Yıldız Teknik Üniversitesi Mimarlık Bölümü’nden mezun olduktan sonra İtalya’daki Seconda Università degli Studi di Napoli’de ‘Oda Akustiği’ bölümünde yüksek lisansını tamamlayan Özge Çağlayan, Türkiye’deki 10 yıllık mimarlık kariyeri boyunca pek çok farklı ölçekteki projede yer aldıktan sonra 2016 yılında İstanbul’da kurduğu Antrepo Mimarlık ve Tasarım ofisinin kısa sürede yakaladığı başarıyı göz önünde bulundurarak önemli bir karar alıp 2019 yılında Londra’da da faaliyetlerini sürdürmeye başlamış. Günümüzde Türkiye, Avrupa ve İngiltere’de eş zamanlı projeler yürüten Çağlayan, mimari, iç mimari ve ürün tasarımı alanlarında kendi doğasını yansıtan projeler gerçekleştiriyor.

Londra’nın kiraz ağaçları ile ünlü sokaklarından birinde konumlanan bu ev, 310 metrekarede 5 kat ve 7 yatak odasından oluşuyor.
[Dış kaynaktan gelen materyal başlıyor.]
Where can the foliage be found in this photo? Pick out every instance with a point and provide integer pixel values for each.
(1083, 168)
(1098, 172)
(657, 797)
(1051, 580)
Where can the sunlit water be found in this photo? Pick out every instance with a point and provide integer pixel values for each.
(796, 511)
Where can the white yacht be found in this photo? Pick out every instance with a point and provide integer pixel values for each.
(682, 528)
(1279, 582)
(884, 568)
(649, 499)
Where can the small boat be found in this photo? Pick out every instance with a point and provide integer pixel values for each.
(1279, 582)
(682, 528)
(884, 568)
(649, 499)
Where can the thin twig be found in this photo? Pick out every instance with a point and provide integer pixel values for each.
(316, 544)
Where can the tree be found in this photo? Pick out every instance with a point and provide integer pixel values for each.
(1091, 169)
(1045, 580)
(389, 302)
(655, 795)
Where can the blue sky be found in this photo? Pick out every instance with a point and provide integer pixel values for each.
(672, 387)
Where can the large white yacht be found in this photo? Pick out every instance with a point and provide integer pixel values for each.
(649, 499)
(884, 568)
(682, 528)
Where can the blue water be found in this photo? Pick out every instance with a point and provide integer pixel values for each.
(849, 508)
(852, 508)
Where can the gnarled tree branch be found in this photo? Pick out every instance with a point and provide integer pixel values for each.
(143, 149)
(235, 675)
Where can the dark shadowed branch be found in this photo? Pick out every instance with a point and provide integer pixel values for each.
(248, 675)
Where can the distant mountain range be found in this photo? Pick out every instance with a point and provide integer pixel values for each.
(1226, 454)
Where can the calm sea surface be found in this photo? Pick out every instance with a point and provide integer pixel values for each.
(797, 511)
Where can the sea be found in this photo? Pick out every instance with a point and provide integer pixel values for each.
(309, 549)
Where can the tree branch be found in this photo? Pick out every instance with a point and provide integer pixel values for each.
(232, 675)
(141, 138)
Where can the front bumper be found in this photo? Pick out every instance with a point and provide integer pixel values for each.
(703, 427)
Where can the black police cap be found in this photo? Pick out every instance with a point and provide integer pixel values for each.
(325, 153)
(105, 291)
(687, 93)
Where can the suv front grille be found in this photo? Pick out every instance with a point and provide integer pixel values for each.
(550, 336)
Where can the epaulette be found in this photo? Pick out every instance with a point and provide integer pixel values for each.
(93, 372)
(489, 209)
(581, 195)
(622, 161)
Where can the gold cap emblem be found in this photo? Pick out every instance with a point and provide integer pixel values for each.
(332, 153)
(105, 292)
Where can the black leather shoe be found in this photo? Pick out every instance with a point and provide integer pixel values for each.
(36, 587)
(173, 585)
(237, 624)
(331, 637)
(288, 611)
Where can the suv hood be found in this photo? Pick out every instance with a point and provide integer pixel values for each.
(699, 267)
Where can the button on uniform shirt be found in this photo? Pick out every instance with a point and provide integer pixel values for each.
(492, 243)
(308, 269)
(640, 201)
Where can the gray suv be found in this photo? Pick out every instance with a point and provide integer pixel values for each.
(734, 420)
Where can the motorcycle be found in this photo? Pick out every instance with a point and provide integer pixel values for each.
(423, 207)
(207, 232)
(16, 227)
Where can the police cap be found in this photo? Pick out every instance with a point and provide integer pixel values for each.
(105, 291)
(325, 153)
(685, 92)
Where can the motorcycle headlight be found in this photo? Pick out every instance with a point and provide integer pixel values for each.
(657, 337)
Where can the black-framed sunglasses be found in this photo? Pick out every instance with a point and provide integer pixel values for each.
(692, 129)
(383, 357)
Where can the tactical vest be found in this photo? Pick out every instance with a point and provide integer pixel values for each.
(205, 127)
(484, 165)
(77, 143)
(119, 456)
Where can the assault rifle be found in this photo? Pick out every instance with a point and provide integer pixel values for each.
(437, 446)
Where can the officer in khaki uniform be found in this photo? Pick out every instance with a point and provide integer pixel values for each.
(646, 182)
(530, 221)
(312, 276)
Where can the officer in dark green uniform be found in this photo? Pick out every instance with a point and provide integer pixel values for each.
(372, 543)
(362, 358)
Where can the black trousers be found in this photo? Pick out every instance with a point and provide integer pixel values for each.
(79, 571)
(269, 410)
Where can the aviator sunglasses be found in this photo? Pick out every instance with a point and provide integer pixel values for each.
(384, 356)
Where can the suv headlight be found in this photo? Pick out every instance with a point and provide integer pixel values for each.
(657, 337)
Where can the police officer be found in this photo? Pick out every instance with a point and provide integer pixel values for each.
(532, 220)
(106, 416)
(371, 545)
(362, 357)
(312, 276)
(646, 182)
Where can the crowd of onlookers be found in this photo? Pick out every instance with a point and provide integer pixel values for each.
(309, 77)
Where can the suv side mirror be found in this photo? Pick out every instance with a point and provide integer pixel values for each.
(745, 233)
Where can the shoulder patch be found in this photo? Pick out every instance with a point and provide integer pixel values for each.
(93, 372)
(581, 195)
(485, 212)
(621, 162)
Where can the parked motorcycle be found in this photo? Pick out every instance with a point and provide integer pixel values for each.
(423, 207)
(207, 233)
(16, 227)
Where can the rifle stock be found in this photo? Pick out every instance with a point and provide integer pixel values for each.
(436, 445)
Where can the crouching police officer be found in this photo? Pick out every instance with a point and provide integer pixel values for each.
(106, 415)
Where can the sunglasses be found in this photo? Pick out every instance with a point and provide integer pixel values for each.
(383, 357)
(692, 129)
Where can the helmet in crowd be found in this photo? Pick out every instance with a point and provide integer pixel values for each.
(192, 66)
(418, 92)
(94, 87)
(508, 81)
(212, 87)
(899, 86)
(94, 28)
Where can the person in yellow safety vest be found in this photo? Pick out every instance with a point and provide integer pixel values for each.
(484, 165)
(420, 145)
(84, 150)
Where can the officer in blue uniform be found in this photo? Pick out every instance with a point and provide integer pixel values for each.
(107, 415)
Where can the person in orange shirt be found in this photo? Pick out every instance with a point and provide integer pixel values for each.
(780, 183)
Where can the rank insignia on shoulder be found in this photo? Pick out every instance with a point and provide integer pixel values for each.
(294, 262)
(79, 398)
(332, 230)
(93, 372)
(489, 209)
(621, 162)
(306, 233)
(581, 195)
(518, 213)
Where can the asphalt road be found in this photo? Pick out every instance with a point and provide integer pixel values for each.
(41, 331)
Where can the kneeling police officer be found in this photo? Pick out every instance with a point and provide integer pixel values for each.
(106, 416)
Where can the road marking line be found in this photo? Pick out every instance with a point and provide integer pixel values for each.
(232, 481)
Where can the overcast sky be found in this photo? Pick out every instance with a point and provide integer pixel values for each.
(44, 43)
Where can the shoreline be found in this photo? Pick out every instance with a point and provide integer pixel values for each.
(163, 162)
Ev sahipleri evi almaya Nisan 2019’da kiraz çiçeklerinin arasında yürürken karar vermişler. Özge Çağlayan evin mimari projesinin başına Nisan 2021’de geçmiş. “Projeyi ilk ziyaret ettiğimde kiraz çiçekleri açmıştı ve evin yüksek pencerelerinden içeriye girmek ister gibi görünüyorlardı. Projenin nasıl şekilleneceği çok açıktı. Kiraz çiçeklerinin evin tüm odalarında simgesel olarak bulunacağı, diğer tüm tasarım objelerinin de onların destekleyicisi olacağına karar verilmişti.”
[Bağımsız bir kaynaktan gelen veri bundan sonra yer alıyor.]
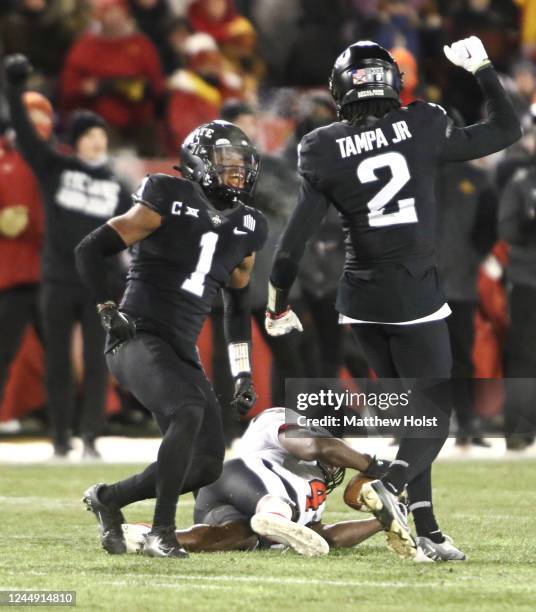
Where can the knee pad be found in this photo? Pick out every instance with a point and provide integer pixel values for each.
(275, 505)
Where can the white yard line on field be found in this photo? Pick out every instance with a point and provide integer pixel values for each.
(144, 450)
(358, 583)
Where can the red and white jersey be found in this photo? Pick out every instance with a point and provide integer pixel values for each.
(300, 482)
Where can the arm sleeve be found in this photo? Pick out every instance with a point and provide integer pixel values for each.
(305, 220)
(237, 329)
(514, 225)
(259, 236)
(38, 153)
(91, 256)
(125, 200)
(152, 193)
(498, 131)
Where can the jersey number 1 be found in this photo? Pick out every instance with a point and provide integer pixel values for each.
(366, 173)
(195, 283)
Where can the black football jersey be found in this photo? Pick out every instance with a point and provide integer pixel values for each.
(381, 179)
(177, 271)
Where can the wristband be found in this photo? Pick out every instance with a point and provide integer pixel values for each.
(277, 299)
(239, 358)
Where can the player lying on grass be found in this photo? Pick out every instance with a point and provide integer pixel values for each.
(276, 490)
(377, 166)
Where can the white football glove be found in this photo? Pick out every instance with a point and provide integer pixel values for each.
(468, 53)
(279, 325)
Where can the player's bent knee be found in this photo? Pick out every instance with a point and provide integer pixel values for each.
(209, 468)
(274, 505)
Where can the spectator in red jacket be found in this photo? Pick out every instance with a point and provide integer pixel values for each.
(198, 91)
(116, 73)
(21, 234)
(212, 17)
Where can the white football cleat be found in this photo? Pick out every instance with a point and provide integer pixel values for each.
(303, 540)
(134, 534)
(392, 514)
(429, 551)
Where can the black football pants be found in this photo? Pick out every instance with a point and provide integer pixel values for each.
(420, 351)
(18, 309)
(62, 306)
(170, 382)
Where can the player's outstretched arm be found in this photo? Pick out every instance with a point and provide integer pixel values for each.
(36, 151)
(329, 451)
(237, 329)
(236, 535)
(501, 128)
(107, 240)
(347, 533)
(305, 220)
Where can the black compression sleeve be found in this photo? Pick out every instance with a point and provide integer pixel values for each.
(306, 219)
(38, 153)
(237, 329)
(237, 314)
(498, 131)
(90, 260)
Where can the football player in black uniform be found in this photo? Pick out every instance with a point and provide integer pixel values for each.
(191, 236)
(377, 166)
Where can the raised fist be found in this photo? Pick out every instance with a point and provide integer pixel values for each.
(17, 68)
(468, 53)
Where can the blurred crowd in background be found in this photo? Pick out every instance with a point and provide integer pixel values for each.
(155, 69)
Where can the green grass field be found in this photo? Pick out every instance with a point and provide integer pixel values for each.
(48, 542)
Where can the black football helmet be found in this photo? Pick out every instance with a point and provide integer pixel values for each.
(363, 71)
(223, 160)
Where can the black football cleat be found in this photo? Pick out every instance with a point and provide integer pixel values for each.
(386, 507)
(90, 452)
(110, 519)
(162, 542)
(432, 551)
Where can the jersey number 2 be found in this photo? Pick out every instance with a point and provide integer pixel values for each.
(366, 173)
(195, 283)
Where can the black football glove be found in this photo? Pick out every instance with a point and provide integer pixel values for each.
(376, 468)
(244, 396)
(17, 68)
(118, 324)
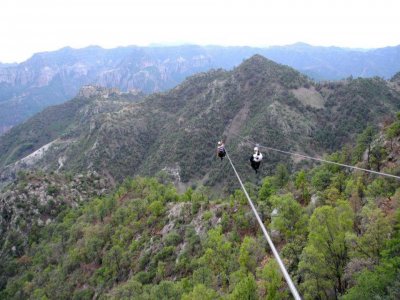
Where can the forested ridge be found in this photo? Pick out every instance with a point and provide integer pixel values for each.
(338, 232)
(120, 135)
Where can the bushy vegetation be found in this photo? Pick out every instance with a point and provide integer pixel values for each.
(337, 231)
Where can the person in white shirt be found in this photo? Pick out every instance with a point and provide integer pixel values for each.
(255, 159)
(221, 150)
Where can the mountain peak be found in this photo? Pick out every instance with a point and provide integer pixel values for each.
(89, 91)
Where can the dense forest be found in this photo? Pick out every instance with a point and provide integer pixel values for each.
(338, 232)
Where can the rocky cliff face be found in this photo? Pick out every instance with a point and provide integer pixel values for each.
(54, 77)
(268, 103)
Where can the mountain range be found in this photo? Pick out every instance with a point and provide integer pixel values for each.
(125, 134)
(53, 77)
Ciddi şekilde tadilat gerektiren ev projesindeki en önemli noktalardan birinin evin koruma statüsü altında olması olduğunu söylüyor Çağlayan: “1850 yılında inşa edilen ev, Londra’da Grade II koruma statüsüne sahip. Bu da projede ekstra özen ve dikkat gerektiriyordu. Ev sahipleriyle yapılan görüşmeler sonunda koruma altındaki dış cephe, merdiven, pencereler, döşemeler ve taşıyıcı duvarlar hariç tüm duvarların yıkılmasına karar verildi. Evin inşaatı yaklaşık 15 ay sürdü.” İç mekân tasarımında yapının tarihi özelliklerine sadık kalınarak klasik İngiliz stiline ağırlık verilmiş. Daha çok çağdaş mimari projelerinde çalışan Özge Çağlayan, projede vaktinin çoğunluğunu teknik detayların değil, İngiliz stilini yansıtma üzerinde çalışmanın aldığını belirtiyor: “Evin hem tarihsel hafızasını geri getirmeye hem de günümüz yaşamına uygun hale getirmeye odaklandık.”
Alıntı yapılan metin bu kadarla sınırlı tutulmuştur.